Artificial grammar learning (AGL) is an experimental paradigm that has been frequently adopted to test hypotheses of inductive language learning biases, which are assumed to be part of the unconscious, perhaps also innate, linguistic knowledge. However, previous AGL studies demonstrating some biased language learning for adult learners rarely supported their findings by measuring learners' awareness and took it for granted that target generalizations are acquired unconsciously with guidance of their implicit linguistic knowledge. Without awareness measures, there's always an alternative interpretation of adult learners' performance given the fact that adult learners frequently, if not always, rely on explicit learning, too.
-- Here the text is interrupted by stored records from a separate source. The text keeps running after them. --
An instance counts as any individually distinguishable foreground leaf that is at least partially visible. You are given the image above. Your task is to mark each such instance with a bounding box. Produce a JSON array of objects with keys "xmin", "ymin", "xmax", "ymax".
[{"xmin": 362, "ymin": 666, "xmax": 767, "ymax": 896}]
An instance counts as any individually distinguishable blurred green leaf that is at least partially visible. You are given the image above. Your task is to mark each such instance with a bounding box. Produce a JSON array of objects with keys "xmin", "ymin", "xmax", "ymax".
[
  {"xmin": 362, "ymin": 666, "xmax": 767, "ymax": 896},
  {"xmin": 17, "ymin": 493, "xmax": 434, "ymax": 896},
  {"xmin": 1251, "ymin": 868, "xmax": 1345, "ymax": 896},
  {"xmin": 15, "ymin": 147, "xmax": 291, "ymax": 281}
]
In this talk, my goal is to show how reaction time of grammaticality judgments and elicited productions in AGL studies could be used as an objective index of adult learners' awareness, which could help shed light on the nature of acquired linguistic knowledge and reach a more solid conclusion regarding hypothesized language learning biases.
Speaker
Professor Tsung-Yin CHEN (National Tsing Hua University)
Tsung-Ying Chen received his PhD in Linguistics in 2014 from the Department of Linguistics of the University of Alberta in Canada. He worked in Taiwan as a postdoc researcher at the Graduate Institute of Linguistics of National Chung Cheng University between 2015 and 2017 before joining the Department of Foreign Languages and Literature of National Tsing Hua University as a full-time faculty member in Fall 2017. Dr. Chen’s research interests cover theoretical and experimental phonology as well as language acquisition in general, and in more recent years, his works have concentrated on testing linguistic hypotheses experimentally with the artificial grammar learning paradigm.